The fate of a twin bill that would have mandated landlords evict tenants only for “just cause”—which many argue is necessary for Chiu’s bill to be effective—remains uncertain.
You’d expect California’s 17 million renters to have more juice. More than 40% of Californians are tenants, including 12 million of voting age—a major swath of the potential electorate. Rents have soared to alarming highs, causing more than half the state’s tenants to meet the federal definition of “housing-cost burdened.” In one of his first speeches in office, the state’s new progressive governor called on a Democratic supermajority of state lawmakers to send him a package of tenant protection bills as soon as possible. Last weekend, a recently formed Democratic “renters caucus” hosted an event at the state party convention.
And yet, legislation aimed at helping California renters almost always has struggled to get through the state Capitol.
Earlier this month, a bill that would have allowed California cities to expand rent control to more residences was withdrawn by its author when it became clear the bill couldn’t even muster enough support to pass its first committee hearing. A proposal that would have created a statewide rental database to reliably track evictions and prices—data that’s hard to come by for anyone but landlords—was quietly buried before it could advance to a full floor vote.
“We have in California in both houses a supermajority of Democrats, many of whom will tell you that they’re concerned about the housing crisis,” said Brian Augusta, legislative advocate for the California Rural Legal Assistance Foundation and a lobbyist for tenant interests who has watched a handful of tenant protection bills die or get watered down in recent years. “And yet when we go to try to secure their vote for what seem like very reasonable policies, they’re not going up [to vote].”
So why can’t tenant groups wield the political muscle you’d think their numbers would warrant?
Money is the easy answer: Landlords have it, renters don’t.
“We still have to have plausible arguments, and our arguments still have to resonate,” said Deb Carlton, lobbyist for the California Apartment Association. “A lot of these bills are extreme and they’re not willing to compromise on these issues.”
But there’s more to it than that.
California renters are more likely to be lower income, younger and immigrants—all demographic blocs less likely to vote.
Who’s your typical California renter? Picture a Latina woman in her early 40’s, making around $26,000 a year. There’s about a 1 in 3 chance that’s she’s foreign-born.
Contrast that to your typical California homeowner—white, ten years older, making about $12,000 more a year. There’s about a 25% chance she was born in another country.
Almost all of the demographic characteristics associated with homeownership—nativity, race and ethnicity, income level, age—make homeowners much more likely to vote than renters. And lawmakers are acutely aware of who votes and who doesn’t.
“When you think about renters, you’re looking at a lower socioeconomic status, younger people, people who move more often.
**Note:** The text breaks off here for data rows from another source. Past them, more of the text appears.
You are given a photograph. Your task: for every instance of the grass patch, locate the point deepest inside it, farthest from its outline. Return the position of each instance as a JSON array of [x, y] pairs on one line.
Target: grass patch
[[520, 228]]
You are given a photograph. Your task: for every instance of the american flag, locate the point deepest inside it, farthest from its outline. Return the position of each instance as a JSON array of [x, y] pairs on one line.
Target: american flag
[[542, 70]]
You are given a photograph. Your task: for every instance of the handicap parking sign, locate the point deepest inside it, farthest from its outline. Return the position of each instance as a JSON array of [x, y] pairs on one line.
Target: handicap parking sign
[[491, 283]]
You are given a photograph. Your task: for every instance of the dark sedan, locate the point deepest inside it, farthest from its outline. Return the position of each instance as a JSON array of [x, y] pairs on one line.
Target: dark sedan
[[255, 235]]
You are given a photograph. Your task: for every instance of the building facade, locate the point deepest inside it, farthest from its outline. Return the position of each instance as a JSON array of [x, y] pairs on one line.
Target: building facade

That’s all negatively correlated to turnout,” said Paul Mitchell, a political consultant with Political Data Inc., which provides voter roll services to state political campaigns.
Despite comprising more than 40% of the population, renters make up only about 20% of registered California voters, according to data analyzed by the nonpartisan Public Policy Institute of California.
Last November, tenant advocates hoped that a rent control initiative put on the ballot would gin up turnout from renters who finally had a clear and compelling economic interest to show up to the polls. Although precise data on the rental status of voters is hard to obtain, an analysis of voters identified as renters by Political Data Inc. shows that registered homeowners were still about 25 percent more likely to vote than registered renters. The rent control initiative lost by an overwhelming margin.
It’s not just what’s associated with being a renter that depresses turnout. Just being a renter, itself, makes you less likely to vote.
In 2016, simply owning a home in California meant you were nearly 6% more likely to be a registered voter than if you rented, even controlling for factors such as ethnicity and level of education, according to an analysis by the nonpartisan Public Policy Institute of California. Renting had roughly as strong an impact on your likelihood to register as being unemployed or being single. That disparity in renter-versus-homeowner registration and turnout has persisted election after election, in California and elsewhere.
“Once you buy a house, you become settled in a community,” said Eric McGhee, research fellow at the institute.
“When you’re settled in a community, you’re more likely to sign up and register to vote, and when you’re registered, you’re more likely to vote.”
There are some very practical reasons renting keeps Californians from the ballot box. Renters tend to move more, meaning they need to re-register to vote at each new address. Political mailers and turnout-the-vote campaigns can have a tough time infiltrating apartment complexes and keeping track of who moved where.
But beyond these structural barriers, there’s the thorny question of why more renters aren’t more politically organized and active, especially compared to homeowners.
Part of the answer: Many renters consider their identity as a tenant temporary, and aspire to be homeowners some day. Why spend time on something like campaigning for rent control if you won’t benefit from it in a few years?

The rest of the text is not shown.